Additional Settings for Version 3.0 Note: If you are on version 2.7, and have already done these steps earlier, you only need to follow #5. All other steps can be ignored.
Performing this task will require the following:
- Portal Owner privileges
- Global Admin privileges on the tenant
The steps outlined in this task will take approximately 10 minutes.
1) Open the Microsoft Azure AD portal and log in as a Global Administrator. The URL for Microsoft Azure AD portal is https://aad.portal.azure.com/
2) Once logged in, click on ‘Azure Active Directory’.
3) Now click on ‘App Registrations’ menu. This should open up the list of existing apps on the right-hand panel.
- For Existing Work365 Portal customers- already have an app created for setting up ‘Azure AD’ authentication for the Portal.
- For New Work365 Portal customers OR for customers who still haven’t set up ‘Azure AD authentication- please follow the instructions in the ‘Setting up Azure AD Authentication for Portal’ before proceeding further.
4) Click on ‘Overview’ on the left-hand side navigation. Click on ‘Redirect URI’s hyperlink on the right-hand panel.
5) Create a new ‘Redirect URI’ record. The Redirect URI should be the base URL of your portal appended with “/managelicenses/”
e.g.: if your portal URL is https://iotapsandbox.microsoftcrmportals.com the URL to be entered would be https://iotapsandbox.microsoftcrmportals.com/managelicenses/
Note: If you are on self-service portal v2.7 you may have already added a redirect URL ending with ‘/licenses’. This is no longer required and can be deleted. Ensure that the Access tokens and ID tokens checkbox is ticked.
Save the record.
6) Now Click on ‘App Permissions’ on the left-hand side navigation. Click the ‘Add a Permission’ button and select ‘Microsoft Graph API’.
7) On the next screen select ‘Delegated Permissions’
8) On the next screen select ‘Directory.ReadWrite.All’ permission and hit the ‘Add Permission’ button.
Please Note: This permission needs Admin consent. If the ‘Grand Admin Consent’ button looks disabled, try refreshing the screen. Once enabled, ensure to hit the ‘Grant admin Consent…’ button. To confirm check the ‘Status’ column in the table below which should now display ‘Granted..’
9) Click on ‘Overview’ on the left-hand side navigation and copy the ‘Application (Client ID)’
10) Login to Dynamics CRM with system administrator credentials and navigate to Portals > Site Settings. Create a new Site Setting record with the below values and save the record.
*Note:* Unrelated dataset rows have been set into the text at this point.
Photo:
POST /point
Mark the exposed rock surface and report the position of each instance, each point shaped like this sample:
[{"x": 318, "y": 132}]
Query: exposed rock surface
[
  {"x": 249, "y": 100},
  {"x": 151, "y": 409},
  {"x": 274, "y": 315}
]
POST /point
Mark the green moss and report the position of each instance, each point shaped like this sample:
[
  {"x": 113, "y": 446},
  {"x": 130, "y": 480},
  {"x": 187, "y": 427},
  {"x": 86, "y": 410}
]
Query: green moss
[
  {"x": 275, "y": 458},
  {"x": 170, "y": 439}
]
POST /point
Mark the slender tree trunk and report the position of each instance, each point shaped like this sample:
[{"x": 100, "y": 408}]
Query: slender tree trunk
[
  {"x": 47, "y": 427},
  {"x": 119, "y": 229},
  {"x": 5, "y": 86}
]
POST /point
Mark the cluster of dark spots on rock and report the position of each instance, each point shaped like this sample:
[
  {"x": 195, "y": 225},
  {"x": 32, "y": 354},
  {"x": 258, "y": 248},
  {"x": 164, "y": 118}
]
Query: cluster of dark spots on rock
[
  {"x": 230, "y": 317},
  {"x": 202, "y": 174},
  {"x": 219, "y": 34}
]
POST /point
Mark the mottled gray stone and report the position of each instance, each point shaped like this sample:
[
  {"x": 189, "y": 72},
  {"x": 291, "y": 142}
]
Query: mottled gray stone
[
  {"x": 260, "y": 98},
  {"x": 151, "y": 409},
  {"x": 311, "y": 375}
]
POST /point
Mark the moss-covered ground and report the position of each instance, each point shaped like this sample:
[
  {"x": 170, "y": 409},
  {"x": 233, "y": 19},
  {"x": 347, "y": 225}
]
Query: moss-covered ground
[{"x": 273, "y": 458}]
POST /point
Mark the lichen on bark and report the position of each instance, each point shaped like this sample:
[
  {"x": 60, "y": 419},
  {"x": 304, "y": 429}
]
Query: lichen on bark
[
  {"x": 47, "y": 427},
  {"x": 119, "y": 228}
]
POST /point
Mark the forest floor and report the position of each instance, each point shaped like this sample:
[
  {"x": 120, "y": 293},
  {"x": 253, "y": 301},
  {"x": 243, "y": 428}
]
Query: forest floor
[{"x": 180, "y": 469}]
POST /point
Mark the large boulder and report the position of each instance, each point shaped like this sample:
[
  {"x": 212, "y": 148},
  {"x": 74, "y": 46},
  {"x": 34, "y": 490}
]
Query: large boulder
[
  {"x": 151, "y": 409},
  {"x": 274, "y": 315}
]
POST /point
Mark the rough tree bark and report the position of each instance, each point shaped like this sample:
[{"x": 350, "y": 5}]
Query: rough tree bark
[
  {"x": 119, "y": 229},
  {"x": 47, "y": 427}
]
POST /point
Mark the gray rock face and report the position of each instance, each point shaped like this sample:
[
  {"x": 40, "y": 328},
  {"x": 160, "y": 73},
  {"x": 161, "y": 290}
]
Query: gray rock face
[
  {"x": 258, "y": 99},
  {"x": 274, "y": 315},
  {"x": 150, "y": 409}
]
Name: Work365 – Application Id
Website: [Your Portal Website]
Value: The Application (Client ID) copied in step 9 above
Please Note: Due to Changes in the Azure App Permissions, a consent form is presented the first time the customer logs in to the Portal. If the user has administrative privileges, they can choose to “Consent on behalf of the organization”, which suppresses the consent for other users from that organization.